Stephen Eastwood June 30th, 2007 01:25 PM

Best format for archiving?
 
I am curious not wanting to throw away anything but having a lot of DV I will likely never open or look at again, I have all the DV tapes but as a backup I would like to archive some as well on Harddrives, I do not however want to keep huge AVI files of all this basically useless video. So my question is:

What is the best compressed format to use to have the best quality archive at the smallest full resolution size? I was thinking maybe WMV since that seems smaller than quicktime for the same video? Also this can be great as a video stock archive to have a one or several TB drives over time, where as not that much Full Res uncompressed video fits on a TB anymore. Especially now that I am starting to do only HD video :D

Any advice?

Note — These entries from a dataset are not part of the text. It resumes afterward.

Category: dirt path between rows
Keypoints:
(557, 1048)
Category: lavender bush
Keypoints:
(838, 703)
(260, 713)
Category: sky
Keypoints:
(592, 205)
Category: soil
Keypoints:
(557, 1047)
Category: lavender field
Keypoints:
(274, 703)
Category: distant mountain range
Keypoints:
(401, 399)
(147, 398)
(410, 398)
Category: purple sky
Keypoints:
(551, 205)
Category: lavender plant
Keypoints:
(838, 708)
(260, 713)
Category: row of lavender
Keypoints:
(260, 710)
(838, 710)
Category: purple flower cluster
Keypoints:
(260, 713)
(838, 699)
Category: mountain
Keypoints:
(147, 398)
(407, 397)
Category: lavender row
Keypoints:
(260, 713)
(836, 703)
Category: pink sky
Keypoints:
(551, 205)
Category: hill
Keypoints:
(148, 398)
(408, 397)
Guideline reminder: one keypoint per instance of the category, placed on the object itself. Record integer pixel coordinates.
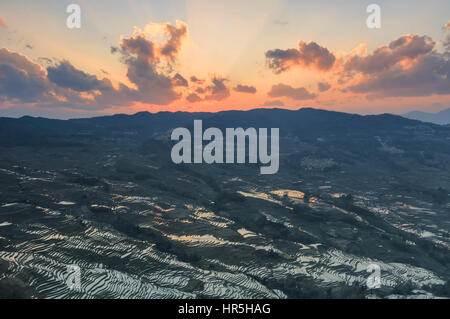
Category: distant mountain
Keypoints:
(441, 118)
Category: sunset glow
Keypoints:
(198, 55)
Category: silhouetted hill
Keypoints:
(305, 123)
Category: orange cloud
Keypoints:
(3, 23)
(309, 55)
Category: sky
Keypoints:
(210, 55)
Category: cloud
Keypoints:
(323, 86)
(149, 63)
(194, 79)
(429, 75)
(407, 47)
(446, 26)
(22, 80)
(179, 80)
(65, 75)
(218, 91)
(245, 89)
(193, 98)
(3, 23)
(308, 55)
(283, 90)
(408, 66)
(172, 46)
(273, 103)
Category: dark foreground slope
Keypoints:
(103, 194)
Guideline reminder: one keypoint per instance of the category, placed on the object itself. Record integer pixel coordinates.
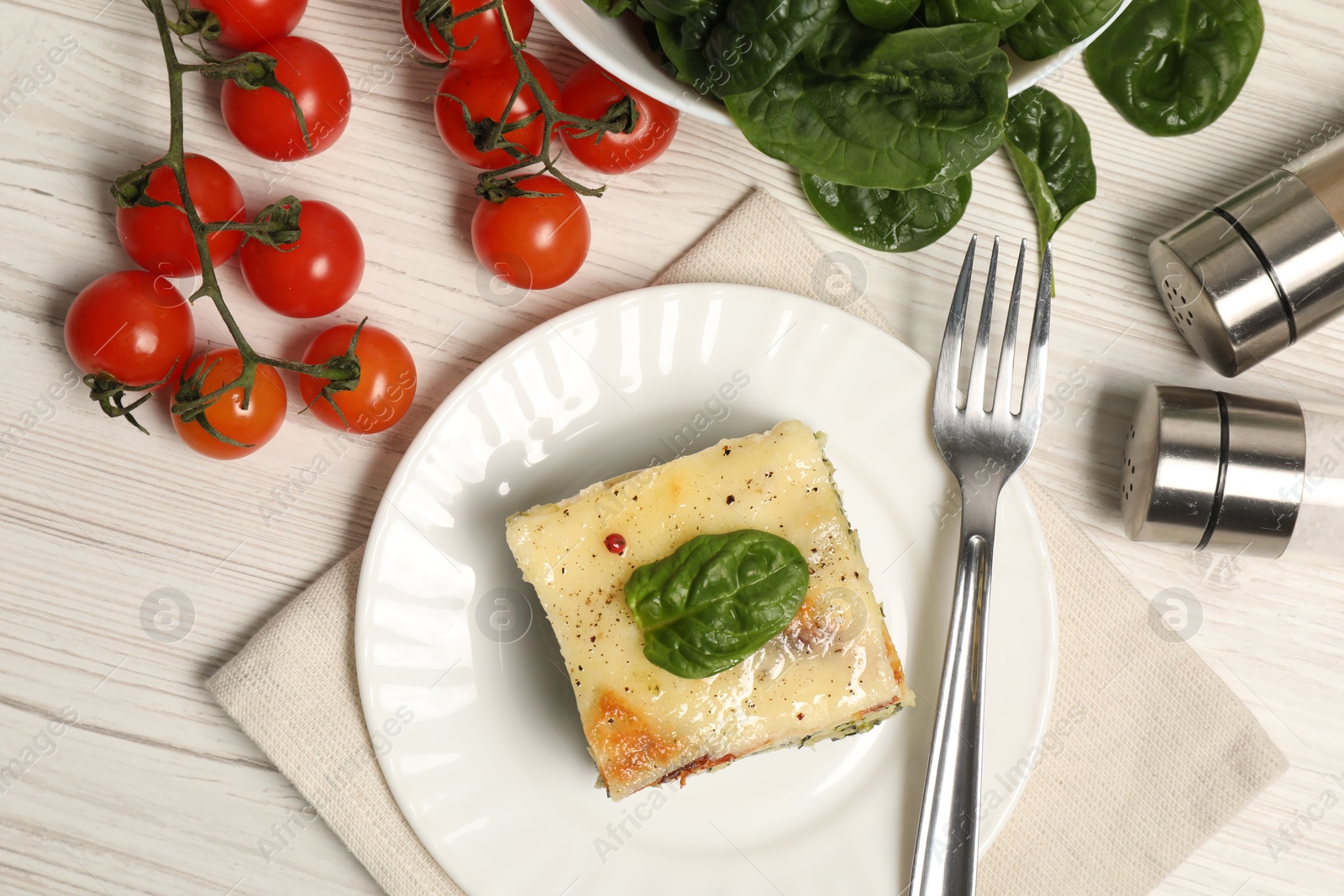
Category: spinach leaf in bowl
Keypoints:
(884, 15)
(1175, 67)
(920, 107)
(1052, 149)
(996, 13)
(732, 46)
(890, 221)
(1054, 24)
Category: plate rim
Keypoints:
(598, 307)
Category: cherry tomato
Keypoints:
(588, 94)
(159, 239)
(264, 120)
(386, 379)
(481, 34)
(134, 325)
(253, 426)
(244, 24)
(533, 244)
(315, 275)
(486, 92)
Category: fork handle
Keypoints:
(949, 815)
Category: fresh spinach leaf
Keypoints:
(921, 107)
(1052, 150)
(884, 15)
(996, 13)
(1054, 24)
(891, 221)
(611, 7)
(717, 600)
(1175, 67)
(734, 46)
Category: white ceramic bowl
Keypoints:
(618, 46)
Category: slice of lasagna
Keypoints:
(830, 673)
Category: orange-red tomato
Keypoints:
(486, 93)
(159, 238)
(588, 94)
(253, 426)
(533, 244)
(315, 275)
(244, 24)
(386, 379)
(264, 118)
(483, 35)
(134, 325)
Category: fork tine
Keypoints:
(979, 358)
(1003, 385)
(1034, 390)
(949, 360)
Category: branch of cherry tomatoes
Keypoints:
(181, 215)
(499, 109)
(286, 98)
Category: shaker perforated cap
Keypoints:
(1249, 277)
(1214, 470)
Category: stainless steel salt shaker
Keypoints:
(1234, 474)
(1258, 271)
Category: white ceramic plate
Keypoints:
(461, 678)
(618, 46)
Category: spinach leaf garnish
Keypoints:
(1173, 67)
(1052, 150)
(917, 107)
(717, 600)
(891, 221)
(1054, 24)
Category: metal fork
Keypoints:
(983, 449)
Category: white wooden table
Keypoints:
(154, 790)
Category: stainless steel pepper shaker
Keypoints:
(1234, 474)
(1258, 271)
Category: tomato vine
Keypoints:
(276, 226)
(491, 134)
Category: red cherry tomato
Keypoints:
(244, 24)
(533, 244)
(132, 325)
(386, 379)
(589, 93)
(315, 275)
(487, 92)
(159, 239)
(481, 34)
(264, 120)
(253, 426)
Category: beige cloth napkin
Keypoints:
(1148, 752)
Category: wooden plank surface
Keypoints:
(151, 789)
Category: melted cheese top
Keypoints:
(831, 665)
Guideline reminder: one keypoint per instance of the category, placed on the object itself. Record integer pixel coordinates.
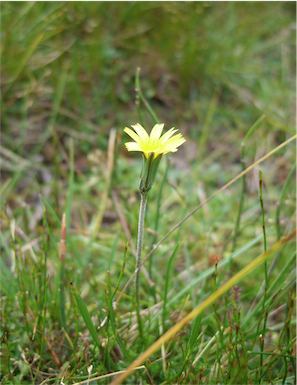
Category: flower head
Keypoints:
(155, 143)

Thanks.

Stephen Eastwood
http://www.StephenEastwood.com

Emre Safak June 30th, 2007 02:44 PM

I would archive the DV back to tape or to DVD. Some editing applications allow you to copy only the segments of the clip that are used in the video, saving a lot of space.

If you must recompress, I would use MPEG-2 as that has wide support (i.e., good archival prospects). BluRay looks attractive too (as a data format, not necessarily for encoding your videos in).

Stephen Eastwood June 30th, 2007 08:18 PM

I will keep the original tapes as raw footage, and likely output any final work to tape just to have as a final version on tape, but I would also like a backup of the footage that is likely useless, so keeping uncompressed files is not needed, but having it as stock footage available is a nice feature since once its back on tape it will be likely to be as if it never existed, on the other hand having a compressed version on a server will allow instant access to an archive, than if needed I can always go back to tape if needed and recapture. I am just curious what is a good compromise between higher compression ration and good quality/detail and thinking about potential future support, meaning nothing that is way too obscure and likely to be discarded soon. Its more the Still Photographer in me liking to have multiple back ups and access to everything if needed, I am sure this will not be long lived but I would prefer to start it early on rather than wait and wish I had done it with a years worth of tapes.